Inside View: Legal advice for musicians

Three lessons on navigating the music industry from Mandy Rae Capela, a South African attorney specialising in entertainment law.
Design Indaba Music Circuit 2014. Image: Jonx Pillemer.

Music is something that demands to be felt, connecting people and opening the soul to new experiences. It is a universal language we can all understand. Legal language, however, is not. Many talented emerging artists not only struggle to break into the market, but once they are in it, battle to navigate the legal framework that governs the industry. Attorney Mandy Rae Capela, who previously worked for Schindlers Attorneys and Semopa Entertainment, has provided legal council to musicians such as Hugh Masekela. Here she shares three vital lessons for anyone entering the music business.  

Lesson #1 – Make connections 

As an artist, you should be attending other gigs around town and getting to know the local music scene. If you attend many gigs, you will have the opportunity to meet band managers.

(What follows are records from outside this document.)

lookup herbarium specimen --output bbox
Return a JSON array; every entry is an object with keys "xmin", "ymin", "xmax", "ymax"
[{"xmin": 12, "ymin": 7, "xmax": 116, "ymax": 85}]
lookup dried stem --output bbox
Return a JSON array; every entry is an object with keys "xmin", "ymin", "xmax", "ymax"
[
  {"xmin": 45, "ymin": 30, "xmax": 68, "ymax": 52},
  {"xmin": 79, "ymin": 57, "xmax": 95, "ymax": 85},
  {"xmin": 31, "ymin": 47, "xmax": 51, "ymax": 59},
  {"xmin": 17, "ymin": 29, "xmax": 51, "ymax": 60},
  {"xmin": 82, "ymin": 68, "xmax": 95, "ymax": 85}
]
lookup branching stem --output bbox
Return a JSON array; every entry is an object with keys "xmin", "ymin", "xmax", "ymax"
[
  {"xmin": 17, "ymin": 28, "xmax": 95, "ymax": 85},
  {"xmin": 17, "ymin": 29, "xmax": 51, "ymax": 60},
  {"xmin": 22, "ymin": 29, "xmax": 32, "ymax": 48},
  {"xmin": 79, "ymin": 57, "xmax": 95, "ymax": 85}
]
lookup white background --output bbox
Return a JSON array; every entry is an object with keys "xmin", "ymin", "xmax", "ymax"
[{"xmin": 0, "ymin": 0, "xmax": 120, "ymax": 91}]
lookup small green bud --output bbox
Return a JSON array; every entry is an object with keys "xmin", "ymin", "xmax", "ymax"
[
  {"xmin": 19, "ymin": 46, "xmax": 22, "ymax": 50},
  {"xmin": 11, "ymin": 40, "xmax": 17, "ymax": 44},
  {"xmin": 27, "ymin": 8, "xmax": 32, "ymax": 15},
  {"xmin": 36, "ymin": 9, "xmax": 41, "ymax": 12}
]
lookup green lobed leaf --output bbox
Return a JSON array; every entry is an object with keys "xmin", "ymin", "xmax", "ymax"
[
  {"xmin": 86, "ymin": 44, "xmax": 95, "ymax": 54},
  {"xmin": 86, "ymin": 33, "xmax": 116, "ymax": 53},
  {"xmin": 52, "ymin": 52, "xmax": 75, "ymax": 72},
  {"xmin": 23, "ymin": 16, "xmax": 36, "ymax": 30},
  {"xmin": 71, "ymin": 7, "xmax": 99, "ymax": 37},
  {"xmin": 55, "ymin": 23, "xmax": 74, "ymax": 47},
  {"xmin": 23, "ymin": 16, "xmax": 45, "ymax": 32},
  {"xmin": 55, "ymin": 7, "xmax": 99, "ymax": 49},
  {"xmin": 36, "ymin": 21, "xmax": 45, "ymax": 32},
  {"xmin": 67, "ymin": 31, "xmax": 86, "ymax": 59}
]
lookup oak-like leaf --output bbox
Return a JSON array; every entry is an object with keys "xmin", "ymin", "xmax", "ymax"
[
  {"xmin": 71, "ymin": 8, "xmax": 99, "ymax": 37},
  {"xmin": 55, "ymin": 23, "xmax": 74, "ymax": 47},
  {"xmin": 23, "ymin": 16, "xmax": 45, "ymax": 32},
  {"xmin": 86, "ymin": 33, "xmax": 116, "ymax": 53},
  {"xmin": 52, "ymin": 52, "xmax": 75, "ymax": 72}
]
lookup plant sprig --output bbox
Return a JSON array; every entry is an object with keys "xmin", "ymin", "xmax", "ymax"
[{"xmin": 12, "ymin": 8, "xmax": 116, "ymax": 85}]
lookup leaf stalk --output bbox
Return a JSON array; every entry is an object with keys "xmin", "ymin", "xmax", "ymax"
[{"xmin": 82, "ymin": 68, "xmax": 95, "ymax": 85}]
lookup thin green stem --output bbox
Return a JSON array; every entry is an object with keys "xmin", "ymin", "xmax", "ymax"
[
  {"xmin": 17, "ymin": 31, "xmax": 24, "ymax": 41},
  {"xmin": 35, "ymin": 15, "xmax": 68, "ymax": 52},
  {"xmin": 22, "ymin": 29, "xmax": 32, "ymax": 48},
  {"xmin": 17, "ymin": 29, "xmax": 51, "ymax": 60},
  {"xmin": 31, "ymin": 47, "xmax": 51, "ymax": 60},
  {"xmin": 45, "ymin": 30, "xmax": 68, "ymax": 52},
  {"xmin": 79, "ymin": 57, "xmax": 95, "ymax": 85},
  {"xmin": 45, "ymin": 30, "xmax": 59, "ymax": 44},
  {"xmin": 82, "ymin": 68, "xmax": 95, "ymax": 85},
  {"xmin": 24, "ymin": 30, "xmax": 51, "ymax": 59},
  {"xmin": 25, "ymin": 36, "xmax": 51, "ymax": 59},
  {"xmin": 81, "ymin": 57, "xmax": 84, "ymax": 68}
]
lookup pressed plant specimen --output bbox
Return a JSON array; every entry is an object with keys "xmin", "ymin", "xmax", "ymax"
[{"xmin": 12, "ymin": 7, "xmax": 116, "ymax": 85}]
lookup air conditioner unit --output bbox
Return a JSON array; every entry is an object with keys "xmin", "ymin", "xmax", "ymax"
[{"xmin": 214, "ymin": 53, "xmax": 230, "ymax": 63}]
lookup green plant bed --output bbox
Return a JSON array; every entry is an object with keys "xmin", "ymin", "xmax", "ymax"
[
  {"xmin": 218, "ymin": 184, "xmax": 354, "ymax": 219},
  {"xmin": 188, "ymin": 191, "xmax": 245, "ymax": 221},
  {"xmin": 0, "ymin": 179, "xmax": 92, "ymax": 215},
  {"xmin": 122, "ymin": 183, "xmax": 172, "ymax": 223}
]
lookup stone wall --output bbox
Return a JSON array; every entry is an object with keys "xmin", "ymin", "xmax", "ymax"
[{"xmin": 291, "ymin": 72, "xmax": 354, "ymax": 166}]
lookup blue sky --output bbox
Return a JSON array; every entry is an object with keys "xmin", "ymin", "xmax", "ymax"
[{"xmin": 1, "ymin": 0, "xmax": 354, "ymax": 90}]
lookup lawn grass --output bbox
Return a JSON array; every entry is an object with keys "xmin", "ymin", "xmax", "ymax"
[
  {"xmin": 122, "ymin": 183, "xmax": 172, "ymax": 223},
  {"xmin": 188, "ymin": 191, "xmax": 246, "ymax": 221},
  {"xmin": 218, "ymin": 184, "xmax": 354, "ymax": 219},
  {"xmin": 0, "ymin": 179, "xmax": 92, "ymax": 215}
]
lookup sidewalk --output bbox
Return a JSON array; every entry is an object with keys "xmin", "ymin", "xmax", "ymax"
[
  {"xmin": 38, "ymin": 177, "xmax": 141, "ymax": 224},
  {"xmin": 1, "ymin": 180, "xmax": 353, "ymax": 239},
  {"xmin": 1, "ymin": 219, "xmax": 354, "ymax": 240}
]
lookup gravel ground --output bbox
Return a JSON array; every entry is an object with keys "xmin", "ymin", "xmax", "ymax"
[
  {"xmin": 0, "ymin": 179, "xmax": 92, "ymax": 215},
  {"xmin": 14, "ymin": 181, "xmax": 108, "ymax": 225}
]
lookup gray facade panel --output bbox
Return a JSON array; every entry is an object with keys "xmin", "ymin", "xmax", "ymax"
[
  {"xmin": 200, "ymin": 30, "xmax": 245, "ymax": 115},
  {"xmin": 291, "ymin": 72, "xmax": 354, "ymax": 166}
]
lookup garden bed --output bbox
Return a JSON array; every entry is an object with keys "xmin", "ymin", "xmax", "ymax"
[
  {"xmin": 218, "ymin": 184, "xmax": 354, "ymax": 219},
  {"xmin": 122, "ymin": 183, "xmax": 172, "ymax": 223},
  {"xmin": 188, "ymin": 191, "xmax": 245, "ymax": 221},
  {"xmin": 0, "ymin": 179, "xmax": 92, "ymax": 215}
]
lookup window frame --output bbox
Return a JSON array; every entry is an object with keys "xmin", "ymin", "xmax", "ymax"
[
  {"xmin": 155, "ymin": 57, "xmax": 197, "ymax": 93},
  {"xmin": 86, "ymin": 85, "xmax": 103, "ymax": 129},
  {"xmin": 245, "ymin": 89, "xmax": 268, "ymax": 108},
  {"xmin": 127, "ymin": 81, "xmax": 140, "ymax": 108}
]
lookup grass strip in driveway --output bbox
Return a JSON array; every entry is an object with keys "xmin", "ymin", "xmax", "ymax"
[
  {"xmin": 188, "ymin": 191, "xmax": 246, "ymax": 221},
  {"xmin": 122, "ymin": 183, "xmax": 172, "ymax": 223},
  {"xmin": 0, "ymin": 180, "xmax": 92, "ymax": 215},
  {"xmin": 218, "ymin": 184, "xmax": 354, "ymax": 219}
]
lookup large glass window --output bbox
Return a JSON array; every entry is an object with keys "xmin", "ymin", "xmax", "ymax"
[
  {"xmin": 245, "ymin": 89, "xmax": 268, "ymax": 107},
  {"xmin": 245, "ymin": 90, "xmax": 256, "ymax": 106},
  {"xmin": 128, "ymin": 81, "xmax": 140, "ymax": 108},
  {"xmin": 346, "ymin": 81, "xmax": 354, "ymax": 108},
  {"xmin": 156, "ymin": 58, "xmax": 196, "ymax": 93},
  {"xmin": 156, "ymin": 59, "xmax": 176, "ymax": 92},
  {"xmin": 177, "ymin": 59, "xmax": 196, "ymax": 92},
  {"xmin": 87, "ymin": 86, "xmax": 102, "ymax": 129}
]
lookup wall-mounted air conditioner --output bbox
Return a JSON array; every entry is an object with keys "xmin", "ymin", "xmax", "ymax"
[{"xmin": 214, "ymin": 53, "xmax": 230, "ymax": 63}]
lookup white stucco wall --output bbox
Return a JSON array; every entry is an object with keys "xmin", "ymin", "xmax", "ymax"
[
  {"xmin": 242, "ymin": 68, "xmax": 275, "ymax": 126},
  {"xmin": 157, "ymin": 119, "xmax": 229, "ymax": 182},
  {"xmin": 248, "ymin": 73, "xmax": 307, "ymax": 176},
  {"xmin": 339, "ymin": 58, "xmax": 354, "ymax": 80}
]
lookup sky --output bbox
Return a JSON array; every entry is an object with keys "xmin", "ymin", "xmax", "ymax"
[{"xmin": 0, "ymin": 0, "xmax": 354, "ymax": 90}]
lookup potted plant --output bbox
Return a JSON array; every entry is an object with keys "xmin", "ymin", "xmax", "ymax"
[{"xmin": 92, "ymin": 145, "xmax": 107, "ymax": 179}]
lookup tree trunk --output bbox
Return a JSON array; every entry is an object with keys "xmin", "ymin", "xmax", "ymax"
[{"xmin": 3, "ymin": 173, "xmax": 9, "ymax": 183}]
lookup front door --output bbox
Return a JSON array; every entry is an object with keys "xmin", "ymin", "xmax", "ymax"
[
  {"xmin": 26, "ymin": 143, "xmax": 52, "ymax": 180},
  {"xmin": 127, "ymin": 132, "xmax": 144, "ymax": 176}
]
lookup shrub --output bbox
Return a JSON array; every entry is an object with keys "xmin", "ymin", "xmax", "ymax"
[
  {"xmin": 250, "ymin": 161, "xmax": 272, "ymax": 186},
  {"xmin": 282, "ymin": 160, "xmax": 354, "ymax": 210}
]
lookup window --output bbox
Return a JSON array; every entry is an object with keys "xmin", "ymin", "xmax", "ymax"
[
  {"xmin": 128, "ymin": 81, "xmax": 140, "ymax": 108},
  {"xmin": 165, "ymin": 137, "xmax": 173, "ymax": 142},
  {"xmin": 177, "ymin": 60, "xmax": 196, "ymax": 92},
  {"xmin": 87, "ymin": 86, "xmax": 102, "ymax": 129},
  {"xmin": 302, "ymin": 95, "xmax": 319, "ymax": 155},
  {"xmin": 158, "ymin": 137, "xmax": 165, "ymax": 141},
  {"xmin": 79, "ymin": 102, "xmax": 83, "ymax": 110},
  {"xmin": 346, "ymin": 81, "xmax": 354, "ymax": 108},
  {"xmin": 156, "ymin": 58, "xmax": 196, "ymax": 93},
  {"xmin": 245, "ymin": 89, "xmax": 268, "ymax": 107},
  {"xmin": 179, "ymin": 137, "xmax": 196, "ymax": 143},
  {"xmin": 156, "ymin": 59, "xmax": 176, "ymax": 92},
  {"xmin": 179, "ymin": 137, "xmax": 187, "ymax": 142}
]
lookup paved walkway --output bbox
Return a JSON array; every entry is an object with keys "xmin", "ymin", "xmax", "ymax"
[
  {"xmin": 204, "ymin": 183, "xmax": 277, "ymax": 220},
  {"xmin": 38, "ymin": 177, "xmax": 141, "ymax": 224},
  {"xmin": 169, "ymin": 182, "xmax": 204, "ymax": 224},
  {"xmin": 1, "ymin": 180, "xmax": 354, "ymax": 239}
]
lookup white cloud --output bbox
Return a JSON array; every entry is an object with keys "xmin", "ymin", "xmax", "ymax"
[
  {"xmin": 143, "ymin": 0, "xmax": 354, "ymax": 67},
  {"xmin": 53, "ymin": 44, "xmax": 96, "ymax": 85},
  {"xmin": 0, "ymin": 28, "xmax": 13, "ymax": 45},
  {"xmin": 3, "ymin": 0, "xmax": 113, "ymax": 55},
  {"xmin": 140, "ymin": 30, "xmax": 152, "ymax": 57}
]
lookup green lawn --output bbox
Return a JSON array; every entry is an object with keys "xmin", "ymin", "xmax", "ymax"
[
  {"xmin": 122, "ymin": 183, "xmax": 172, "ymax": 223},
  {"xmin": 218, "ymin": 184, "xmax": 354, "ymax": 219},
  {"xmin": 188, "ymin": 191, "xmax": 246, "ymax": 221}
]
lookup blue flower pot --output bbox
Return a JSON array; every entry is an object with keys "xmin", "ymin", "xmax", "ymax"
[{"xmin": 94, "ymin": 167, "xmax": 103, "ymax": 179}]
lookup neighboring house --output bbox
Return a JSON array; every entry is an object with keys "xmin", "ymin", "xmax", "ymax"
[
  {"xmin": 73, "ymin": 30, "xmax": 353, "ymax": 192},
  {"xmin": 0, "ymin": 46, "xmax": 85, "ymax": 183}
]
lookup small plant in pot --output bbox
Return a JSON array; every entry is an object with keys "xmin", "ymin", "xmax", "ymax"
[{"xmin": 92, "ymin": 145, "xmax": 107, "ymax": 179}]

This is a good way to start interacting with them – you can even get their advice on moving forward in the industry.

As an emerging artist, you cannot be afraid or shy of approaching people and asking them for their opinions. That being said, you also need to do research, talk to other artists and make sure that the manager you want to take on knows his or her stuff and has your best interests at heart.

Sometimes the music business can be an overwhelming beast and you need to have a good support system. A great manager can really make your career – if he or she has the right contacts, half the work is done for you. Persevere.

Lesson #2 – Know your right to copyright

Perform a 'poor man’s copyright' on your songs. When you create something, a copyright is automatically created over that product. But the issue arises over timing: who had the copyright first? So if you write a song, make sure you email yourself a version of the song as soon as you have completed it. This will time stamp when you created the copyright. In the event of someone else claiming copyright on that song, if they cannot produce an earlier time stamp you will be proved to be the copyright holder.

Lesson #3 – Read the contract

It might seem terribly obvious but read the contract – thoroughly!

Young artists will often do anything to 'make it', which could mean signing a contract that ties them in to some unsavoury commitments. There are too many horror stories of now-famous South African bands that were tied into deals that left them penniless for years because they didn’t understand what they were signing. Always get an unbiased second opinion on the contract, preferably a legal opinion. This is the one time that you should get it right the first time, so spend the money on proper legal services upfront rather than paying for it later.